If not for the hype and stunning trailer, which promised an all-out Rajini masala entertainer, Kabali would have been far more enjoyable, feels S Saraswathi.
So much has been written, said and predicted about Superstar Rajinikanth’s Kabali that it seems impossible for the film to live up to the lofty expectations.
But interestingly enough, director Pa Ranjith, a relative newcomer, manages to hold his own against the Superstar.
Known for his simple narration and armed with a slow-paced yet emotionally powerful screenplay, the two-film old director has not made many compromises for Rajinikanth.
Ranjith has cleverly portrayed Rajinikanth as a powerful gangster, who loves his handcrafted suits and designer sunglasses.
The film is not without its share of mass moments but there has been no attempt to make him three shades lighter or invincible and there is none of Rajini’s usual gimmicks. He appears strangely calm and philosophic, even vulnerable and helpless at times.
Kabali revolves around the plight of Malaysian Indians, who have been toiling for a pittance at menial jobs in their country for generations. They revolt under the leadership of Kabaleeshwaran (Rajinikanth), also a lowly worker.
Into this fight for justice and bloody gang wars, the director has woven a tale of love between Kabali and Kumudavalli (Radhika Apte). Their love affair is brutally cut short when the fight escalates, Kumudha is killed and Kabali gets jailed for 25 years.
All this is narrated in a brief flashback and the film opens with Kabali being released from jail.

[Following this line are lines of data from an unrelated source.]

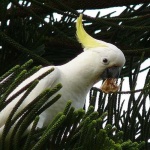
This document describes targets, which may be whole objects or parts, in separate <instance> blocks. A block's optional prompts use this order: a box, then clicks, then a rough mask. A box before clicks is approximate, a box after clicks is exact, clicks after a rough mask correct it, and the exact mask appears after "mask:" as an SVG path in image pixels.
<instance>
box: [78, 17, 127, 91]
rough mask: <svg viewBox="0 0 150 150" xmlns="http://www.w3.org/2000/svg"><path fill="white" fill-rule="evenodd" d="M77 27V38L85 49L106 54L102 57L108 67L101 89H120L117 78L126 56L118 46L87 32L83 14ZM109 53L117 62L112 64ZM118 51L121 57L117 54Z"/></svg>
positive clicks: (79, 41)
mask: <svg viewBox="0 0 150 150" xmlns="http://www.w3.org/2000/svg"><path fill="white" fill-rule="evenodd" d="M76 28H77V31H76V35H77V39H78V41H79V42H80V43H81V44H82V47H83V48H84V51H86V50H88V51H93V52H97V53H101V54H102V55H103V56H105V57H103V58H101V59H102V63H103V64H104V65H105V67H106V69H105V70H104V72H103V73H102V74H101V78H103V79H106V80H105V82H104V83H103V85H102V87H101V90H102V91H103V92H105V93H110V92H116V91H118V89H119V86H117V84H116V79H117V78H118V77H119V74H120V71H121V68H122V67H123V65H124V63H125V58H124V55H123V53H122V52H121V51H120V50H119V49H118V48H117V47H116V46H114V45H112V44H110V43H106V42H104V41H101V40H97V39H94V38H93V37H91V36H90V35H89V34H88V33H86V31H85V30H84V28H83V25H82V14H81V15H80V16H79V17H78V19H77V23H76ZM105 50H106V51H105ZM109 53H111V57H113V58H110V59H111V60H112V61H113V59H114V60H115V61H116V63H112V64H111V63H110V60H109V56H110V54H109ZM115 53H116V56H115ZM117 53H118V55H119V57H120V58H119V57H118V56H117ZM109 65H110V66H109Z"/></svg>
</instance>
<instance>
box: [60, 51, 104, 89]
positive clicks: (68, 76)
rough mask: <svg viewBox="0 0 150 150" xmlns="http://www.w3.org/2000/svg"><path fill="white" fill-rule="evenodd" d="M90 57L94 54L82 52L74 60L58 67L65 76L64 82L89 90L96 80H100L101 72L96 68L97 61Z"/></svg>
mask: <svg viewBox="0 0 150 150" xmlns="http://www.w3.org/2000/svg"><path fill="white" fill-rule="evenodd" d="M92 55H96V53H94V52H83V53H81V54H80V55H78V56H77V57H76V58H74V59H73V60H71V61H70V62H68V63H67V64H64V65H62V66H60V70H61V71H62V73H63V75H64V76H65V78H66V80H67V79H68V80H70V83H73V82H74V83H73V84H74V85H81V86H82V87H83V88H88V89H90V88H91V87H92V86H93V85H94V84H95V83H96V82H97V81H98V80H100V74H101V72H99V71H100V69H99V67H100V66H99V67H97V65H96V64H97V62H96V61H97V60H96V59H93V58H95V57H94V56H92Z"/></svg>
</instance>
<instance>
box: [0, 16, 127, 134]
mask: <svg viewBox="0 0 150 150" xmlns="http://www.w3.org/2000/svg"><path fill="white" fill-rule="evenodd" d="M76 36H77V39H78V41H79V42H80V43H81V44H82V47H83V50H84V51H83V52H82V53H81V54H79V55H78V56H77V57H75V58H74V59H73V60H71V61H69V62H68V63H66V64H64V65H61V66H48V67H44V68H42V69H40V70H39V71H38V72H37V73H35V74H33V75H32V76H31V77H29V78H28V79H26V80H25V81H24V82H22V83H21V84H20V85H19V86H18V87H17V88H16V89H15V90H14V91H13V92H12V93H11V94H10V95H9V97H10V96H11V95H13V94H14V93H16V92H17V91H18V90H19V89H21V88H22V87H24V86H25V85H27V84H28V83H30V82H31V81H33V80H34V79H36V78H37V77H38V76H40V75H41V74H43V73H44V72H46V71H48V70H49V69H50V68H54V71H53V72H52V73H50V74H49V75H47V76H46V77H44V78H43V79H42V80H40V82H39V83H38V85H37V86H36V87H35V88H34V89H33V91H32V92H31V93H30V94H29V95H28V96H27V97H26V99H25V100H24V102H23V103H22V104H21V106H20V107H19V108H18V110H17V112H19V111H20V110H21V109H23V108H24V107H25V106H26V105H28V104H29V103H30V102H31V101H32V100H33V99H34V98H35V97H37V96H38V94H40V93H41V92H42V91H43V90H44V89H46V88H53V87H55V86H56V85H57V84H58V83H61V84H62V85H63V87H62V88H61V90H60V91H59V92H58V93H60V94H61V95H62V96H61V98H60V99H59V100H58V101H57V102H56V103H54V104H53V105H52V106H51V107H50V108H48V109H46V110H45V111H44V112H43V113H42V114H41V115H40V124H42V125H44V126H45V125H47V124H48V122H49V121H50V120H51V119H52V118H53V117H54V116H55V115H56V114H57V113H58V112H60V111H63V109H64V107H65V105H66V103H67V101H68V100H72V106H73V107H75V109H78V108H82V107H83V106H84V103H85V99H86V95H87V94H88V92H89V90H90V89H91V87H92V86H93V85H94V84H95V83H96V82H98V81H99V80H100V79H101V78H106V79H107V78H117V77H118V74H119V72H120V70H121V68H122V67H123V65H124V63H125V57H124V54H123V53H122V51H121V50H120V49H118V48H117V47H116V46H114V45H112V44H110V43H106V42H103V41H101V40H97V39H94V38H93V37H91V36H90V35H88V34H87V33H86V31H85V30H84V28H83V25H82V15H80V16H79V17H78V18H77V22H76ZM19 98H20V96H18V97H17V98H16V99H14V100H13V101H12V102H11V103H10V104H8V105H7V107H6V108H5V109H4V110H2V111H1V112H0V132H1V133H2V130H3V127H4V124H5V122H6V120H7V118H8V116H9V114H10V112H11V110H12V108H13V107H14V106H15V104H16V103H17V102H18V100H19ZM48 101H49V100H48ZM17 112H16V114H17Z"/></svg>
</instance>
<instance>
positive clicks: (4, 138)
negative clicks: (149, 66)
mask: <svg viewBox="0 0 150 150" xmlns="http://www.w3.org/2000/svg"><path fill="white" fill-rule="evenodd" d="M148 2H149V1H148V0H145V1H144V2H143V1H141V0H138V1H137V0H136V1H135V0H130V1H129V0H122V1H121V0H120V1H109V2H108V1H107V0H105V1H101V2H100V1H87V0H83V1H79V0H75V1H65V0H60V1H58V0H49V1H47V0H40V1H36V0H31V1H30V0H29V1H26V0H22V1H19V0H11V1H10V0H1V2H0V75H2V76H1V77H0V110H2V109H3V108H5V107H7V104H9V103H10V102H11V101H12V100H13V99H14V98H15V97H16V96H18V95H19V94H20V93H22V92H24V91H26V92H25V94H24V96H23V97H22V98H21V99H20V100H19V102H18V103H17V104H16V106H15V107H14V109H13V110H12V112H11V114H10V116H9V118H8V120H7V122H6V124H5V128H4V131H3V135H2V138H1V144H0V149H4V148H8V149H15V150H16V149H19V150H20V149H23V150H29V149H63V148H64V149H127V150H130V149H134V150H136V149H140V148H141V147H142V145H143V142H142V141H144V142H145V146H144V147H142V148H141V149H142V150H143V149H146V150H148V149H150V146H149V143H148V139H150V129H149V126H150V108H149V107H148V109H147V107H146V104H147V103H148V101H149V98H150V94H149V93H150V91H149V89H150V87H149V85H150V72H148V74H147V77H146V79H145V81H143V79H142V82H145V85H144V87H143V89H139V90H135V87H136V82H137V77H138V74H139V72H142V71H145V70H148V69H149V68H150V67H149V66H148V67H147V68H145V69H143V70H140V64H142V62H144V61H145V60H146V59H147V58H149V56H150V50H149V49H150V48H149V47H150V45H149V39H150V34H149V26H150V23H149V10H150V5H149V3H148ZM139 3H143V4H141V5H139V6H138V8H137V7H136V5H135V4H139ZM10 4H11V5H10ZM8 6H9V7H8ZM112 6H113V7H114V6H126V9H125V10H124V11H123V12H122V13H121V14H120V15H119V16H116V17H112V16H111V15H112V14H113V13H109V14H107V15H105V16H102V17H99V16H100V12H101V10H100V12H98V13H97V15H96V17H95V18H92V17H89V16H87V15H83V19H84V24H85V25H86V26H85V28H86V30H87V31H88V33H90V34H91V35H92V36H93V37H95V38H97V39H101V40H104V41H106V42H110V43H113V44H114V45H116V46H118V47H119V48H120V49H121V50H123V52H124V53H125V55H126V59H127V63H126V65H125V67H124V69H123V70H122V74H121V79H122V80H123V78H124V77H129V87H130V91H125V92H122V91H121V90H120V91H119V92H118V93H115V94H109V95H106V94H103V93H102V92H101V91H100V90H99V89H97V88H92V89H91V92H90V104H91V105H92V106H93V107H95V100H96V101H97V103H98V110H97V112H93V107H90V108H89V109H88V111H87V112H85V111H84V110H83V109H81V110H74V109H73V108H70V102H69V103H68V104H67V106H66V109H65V110H64V112H62V113H59V114H58V115H57V116H56V118H55V119H54V120H53V121H52V122H50V124H49V125H48V126H47V127H46V128H43V129H39V130H37V128H36V126H37V123H38V120H39V114H40V113H41V112H43V111H44V110H45V109H46V108H47V107H50V106H51V105H52V104H53V103H54V102H55V101H57V100H58V99H59V97H60V95H59V94H58V95H57V96H56V97H55V98H54V99H53V100H52V101H50V102H49V103H47V104H45V101H46V100H47V98H48V97H50V96H51V95H52V94H53V93H54V92H57V91H58V90H59V89H60V88H61V85H58V86H57V87H56V88H55V89H45V91H44V92H43V93H41V95H40V96H39V97H37V98H36V99H35V100H34V101H33V103H31V104H30V105H28V106H27V107H26V108H25V109H24V110H22V111H21V112H20V113H19V114H18V115H17V116H15V115H14V113H15V111H16V109H17V108H18V107H19V106H20V104H21V103H22V102H23V100H24V99H25V97H26V96H27V95H28V94H29V93H30V92H31V91H32V89H33V88H34V87H35V86H36V85H37V83H38V82H39V80H40V79H41V78H42V77H44V76H46V75H47V74H49V73H50V72H51V71H52V70H50V71H49V72H47V73H46V74H44V75H43V76H41V77H40V78H39V79H37V80H35V81H33V82H32V83H31V84H29V85H27V86H26V87H24V88H23V89H21V90H20V91H19V92H18V93H17V94H16V95H13V96H12V97H10V98H9V99H8V100H7V101H6V98H7V96H8V95H9V94H10V93H11V92H12V90H13V89H14V88H15V87H17V85H18V84H20V83H21V82H22V81H23V80H24V79H26V78H27V77H29V76H30V75H31V74H33V73H34V72H36V71H37V70H39V69H40V68H41V66H38V67H33V66H34V65H40V64H42V65H44V66H45V65H49V64H51V63H53V64H54V65H58V64H63V63H65V62H67V61H69V60H71V59H72V58H73V57H75V56H76V55H77V54H79V53H80V52H82V48H81V45H80V44H79V43H78V42H77V40H76V39H75V20H76V18H77V16H78V15H79V13H78V11H77V10H78V9H82V10H83V12H84V11H85V10H86V9H96V8H108V7H112ZM54 13H58V14H61V15H62V17H61V19H60V21H57V19H56V18H55V16H54ZM46 18H47V21H46ZM141 56H142V57H141ZM30 58H33V59H34V64H33V65H31V62H32V60H30V61H28V60H29V59H30ZM26 61H28V62H27V63H25V62H26ZM23 63H25V64H24V65H22V66H21V67H20V66H18V65H17V64H20V65H21V64H23ZM16 65H17V66H16ZM14 66H15V67H14ZM12 67H14V68H12ZM32 67H33V68H32ZM11 68H12V69H11ZM9 69H11V70H10V71H8V70H9ZM29 70H30V71H29ZM3 74H4V75H3ZM121 86H122V84H121ZM136 93H138V94H139V96H138V98H136V96H135V94H136ZM123 94H128V95H129V99H128V100H127V101H128V107H127V109H124V108H123V106H124V105H125V104H124V103H125V102H124V101H122V98H121V97H122V95H123ZM106 112H107V113H106ZM31 114H33V115H31ZM104 116H105V117H104ZM31 122H33V126H32V129H31V131H30V132H29V133H28V134H25V135H24V134H23V133H24V132H25V130H26V129H27V127H28V126H29V124H30V123H31ZM12 126H14V129H13V131H11V130H10V127H12ZM10 131H11V132H12V136H11V137H10V139H9V140H8V143H7V142H6V141H7V134H8V133H9V132H10ZM22 135H23V136H22ZM41 147H42V148H41ZM91 147H92V148H91Z"/></svg>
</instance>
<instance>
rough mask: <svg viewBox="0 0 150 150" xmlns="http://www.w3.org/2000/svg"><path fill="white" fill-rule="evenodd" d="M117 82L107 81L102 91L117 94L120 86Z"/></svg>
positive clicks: (112, 80) (108, 79)
mask: <svg viewBox="0 0 150 150" xmlns="http://www.w3.org/2000/svg"><path fill="white" fill-rule="evenodd" d="M116 80H117V79H114V78H109V79H106V80H105V81H104V83H103V85H102V86H101V88H100V89H101V90H102V91H103V92H104V93H114V92H117V91H118V90H119V88H120V86H118V85H117V84H116Z"/></svg>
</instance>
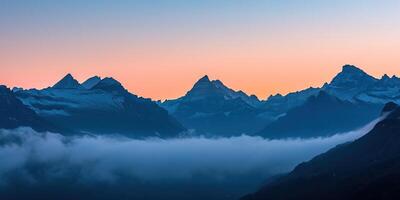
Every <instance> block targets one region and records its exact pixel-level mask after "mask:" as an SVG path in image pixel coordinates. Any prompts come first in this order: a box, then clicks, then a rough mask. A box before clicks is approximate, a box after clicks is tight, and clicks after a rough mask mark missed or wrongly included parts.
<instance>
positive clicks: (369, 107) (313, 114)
mask: <svg viewBox="0 0 400 200" xmlns="http://www.w3.org/2000/svg"><path fill="white" fill-rule="evenodd" d="M399 80H400V79H399V78H397V77H396V76H393V77H388V76H387V75H385V76H383V77H382V78H381V79H377V78H374V77H372V76H370V75H368V74H367V73H365V72H364V71H363V70H361V69H359V68H357V67H355V66H353V65H345V66H343V67H342V71H341V72H340V73H338V74H337V75H336V76H335V77H334V78H333V79H332V81H331V82H330V83H325V84H324V85H323V86H321V87H319V88H313V87H310V88H307V89H304V90H301V91H297V92H293V93H289V94H287V95H281V94H277V95H273V96H270V97H269V98H268V99H267V100H259V99H258V98H257V97H255V96H254V95H247V94H245V93H244V92H242V91H235V90H233V89H230V88H229V87H227V86H225V85H224V84H223V83H222V82H221V81H220V80H210V79H209V78H208V76H204V77H202V78H201V79H199V80H198V81H197V82H196V83H195V84H194V86H193V88H192V89H191V90H190V91H188V92H187V93H186V95H184V96H182V97H180V98H178V99H174V100H167V101H165V102H163V103H160V105H161V106H162V107H163V108H165V109H166V110H168V112H169V113H170V114H171V115H173V116H174V117H176V118H177V119H178V120H179V121H180V122H181V123H182V124H183V125H184V126H185V127H187V128H188V129H193V130H196V131H197V132H198V133H201V134H214V135H220V136H231V135H240V134H251V135H261V136H263V137H267V138H271V139H274V138H284V137H301V138H307V137H320V136H329V135H333V134H336V133H340V132H345V131H349V130H353V129H355V128H358V127H361V126H362V125H364V124H366V123H367V122H369V121H371V120H373V119H374V118H376V117H377V116H378V115H379V111H380V109H381V108H382V107H383V105H384V104H385V103H387V102H390V101H393V102H400V98H399V95H400V82H399ZM321 94H323V95H321Z"/></svg>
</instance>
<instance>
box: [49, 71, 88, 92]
mask: <svg viewBox="0 0 400 200" xmlns="http://www.w3.org/2000/svg"><path fill="white" fill-rule="evenodd" d="M53 88H54V89H80V88H82V86H81V85H80V84H79V82H78V81H77V80H76V79H75V78H74V77H73V76H72V75H71V74H67V75H66V76H64V78H62V79H61V80H60V81H58V82H57V83H56V84H55V85H54V86H53Z"/></svg>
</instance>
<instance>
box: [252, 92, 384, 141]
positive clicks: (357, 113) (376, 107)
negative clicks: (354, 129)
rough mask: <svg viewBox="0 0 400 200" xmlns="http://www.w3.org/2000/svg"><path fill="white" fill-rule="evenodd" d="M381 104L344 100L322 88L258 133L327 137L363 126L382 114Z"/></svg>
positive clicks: (271, 122)
mask: <svg viewBox="0 0 400 200" xmlns="http://www.w3.org/2000/svg"><path fill="white" fill-rule="evenodd" d="M381 108H382V106H381V105H377V104H371V103H365V102H350V101H347V100H341V99H339V98H337V97H335V96H333V95H331V94H328V93H327V92H325V91H320V92H319V93H318V94H317V95H316V96H311V97H309V98H308V99H307V100H306V102H305V103H303V104H302V105H300V106H297V107H294V108H292V109H290V110H289V111H287V113H286V114H285V115H284V116H281V117H280V118H278V119H277V120H275V121H273V122H271V123H270V124H268V125H267V126H266V127H265V128H264V129H263V130H262V131H260V132H258V133H256V135H261V136H263V137H265V138H270V139H282V138H312V137H327V136H331V135H334V134H338V133H343V132H347V131H351V130H354V129H357V128H360V127H362V126H364V125H365V124H367V123H368V122H370V121H372V120H374V119H375V118H377V116H379V113H380V110H381Z"/></svg>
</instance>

For most part, the film moves at a snail’s pace with brief moments of high-octane stunts.
There are lengthy conversations between the actors and emotions seem to play a bigger role in this gangster movie. The spotlight is almost entirely on the love story, and neither the workers nor the gang wars or its leaders are given any importance.
Music composer Santhosh Narayanan proves he is a class apart with his powerful background score, and the Nerupa Da number. The haunting Maya Nadhi, picturised on an aging couple, also touches your heart.
Among the performances, Radhika Apte, Dhansika and Dinesh stand out. But the antagonists -- played by Kishore and Taiwanese actor Winston Chao -- are all show and no substance.
Kabali is definitely not your regular Rajini film and is most likely to disappoint his fans. The film is also not as gripping as Ranjith’s critically acclaimed Madras.
If not for the hype and stunning trailer, which promised an all-out Rajini masala entertainer, the film would have been far more enjoyable.